Take the factors that are relevant to your decision and assign a desired value to each of them. It helps if you can think of the factors in simple terms: the factor target as a number, or a Yes / No answer, or as a value on a scale from 1 - 5. This is not completely necessary, but it does allow you to objectively correlate the factor's desired value with the alternatives' actual values in a methodical way. For example, you can use a scale to assign a value to something like "college reputation", with 1 being lousy to 5 being best in the country.

Next, narrative what the actual values are for each factor, for each of the alternatives you are considering. For some factors, each perspective (a perspective is anyone who has an plan or stake in the outcome of the decision) may have a separate score for each alternative.
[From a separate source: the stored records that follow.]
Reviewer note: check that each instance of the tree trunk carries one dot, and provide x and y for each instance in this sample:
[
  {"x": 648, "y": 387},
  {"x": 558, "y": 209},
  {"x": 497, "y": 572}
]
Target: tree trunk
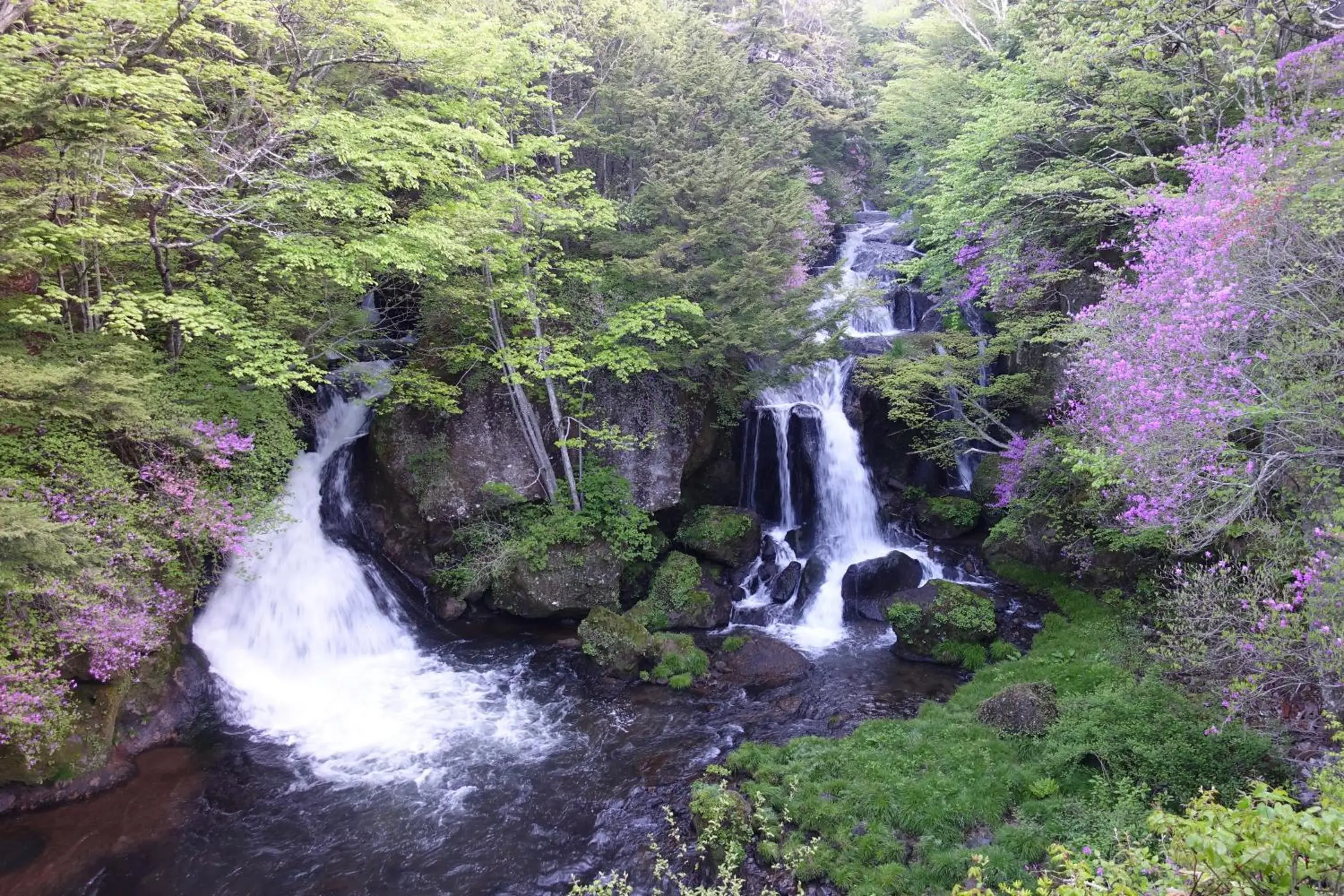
[
  {"x": 523, "y": 410},
  {"x": 174, "y": 342},
  {"x": 558, "y": 421}
]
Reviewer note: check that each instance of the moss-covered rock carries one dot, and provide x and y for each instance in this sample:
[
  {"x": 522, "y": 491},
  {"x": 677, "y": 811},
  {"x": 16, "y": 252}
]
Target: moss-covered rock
[
  {"x": 678, "y": 660},
  {"x": 576, "y": 578},
  {"x": 617, "y": 642},
  {"x": 986, "y": 481},
  {"x": 948, "y": 517},
  {"x": 728, "y": 535},
  {"x": 683, "y": 595},
  {"x": 1026, "y": 708},
  {"x": 940, "y": 612}
]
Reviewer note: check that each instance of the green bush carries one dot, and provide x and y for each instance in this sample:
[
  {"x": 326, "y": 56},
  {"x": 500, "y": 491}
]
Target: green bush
[
  {"x": 959, "y": 512},
  {"x": 676, "y": 656},
  {"x": 889, "y": 808}
]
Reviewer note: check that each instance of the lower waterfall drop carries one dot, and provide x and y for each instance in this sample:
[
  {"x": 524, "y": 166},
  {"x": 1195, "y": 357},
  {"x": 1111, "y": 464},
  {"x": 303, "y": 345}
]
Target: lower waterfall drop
[
  {"x": 846, "y": 523},
  {"x": 314, "y": 653}
]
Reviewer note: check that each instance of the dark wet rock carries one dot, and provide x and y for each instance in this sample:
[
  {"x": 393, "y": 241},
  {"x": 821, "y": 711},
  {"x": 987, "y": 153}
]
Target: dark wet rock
[
  {"x": 722, "y": 534},
  {"x": 761, "y": 664},
  {"x": 616, "y": 642},
  {"x": 785, "y": 583},
  {"x": 814, "y": 574},
  {"x": 447, "y": 606},
  {"x": 654, "y": 405},
  {"x": 881, "y": 578},
  {"x": 1027, "y": 708},
  {"x": 940, "y": 612},
  {"x": 576, "y": 579}
]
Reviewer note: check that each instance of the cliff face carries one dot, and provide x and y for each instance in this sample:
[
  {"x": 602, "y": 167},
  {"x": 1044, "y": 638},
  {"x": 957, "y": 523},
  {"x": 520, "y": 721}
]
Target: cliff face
[{"x": 424, "y": 473}]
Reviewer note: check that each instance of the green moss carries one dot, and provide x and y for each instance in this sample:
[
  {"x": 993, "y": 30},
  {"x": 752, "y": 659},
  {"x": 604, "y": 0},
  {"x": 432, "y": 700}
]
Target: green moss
[
  {"x": 721, "y": 534},
  {"x": 957, "y": 512},
  {"x": 956, "y": 614},
  {"x": 615, "y": 641},
  {"x": 971, "y": 657},
  {"x": 678, "y": 656},
  {"x": 675, "y": 595},
  {"x": 889, "y": 809},
  {"x": 961, "y": 609},
  {"x": 676, "y": 585},
  {"x": 904, "y": 617}
]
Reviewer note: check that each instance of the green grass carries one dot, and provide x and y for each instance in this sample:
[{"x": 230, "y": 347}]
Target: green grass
[{"x": 890, "y": 809}]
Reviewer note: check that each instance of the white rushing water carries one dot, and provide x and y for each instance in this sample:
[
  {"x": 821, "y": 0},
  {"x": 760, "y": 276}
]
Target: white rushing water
[
  {"x": 314, "y": 657},
  {"x": 847, "y": 526}
]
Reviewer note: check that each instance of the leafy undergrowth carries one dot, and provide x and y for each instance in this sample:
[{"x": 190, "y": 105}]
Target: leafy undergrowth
[{"x": 904, "y": 805}]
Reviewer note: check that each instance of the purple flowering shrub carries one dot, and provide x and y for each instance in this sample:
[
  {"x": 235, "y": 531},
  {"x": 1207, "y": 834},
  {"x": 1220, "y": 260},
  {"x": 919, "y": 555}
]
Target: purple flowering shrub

Lastly, look at the factor's desired values and the alternative's actual values and resolve the best fit by perspective. This process will tell you which alternative is adored by perspective. If your decision's perspectives prefer separate alternatives, you have a solid basis to discuss the differences and arrive at the acceptable choice. If you're lucky, everyone agrees on the same alternative. If so, congratulations!

Factors are a very foremost part of the decision making process. Take the time to frame out what they are and which are the most important. You will not regret it.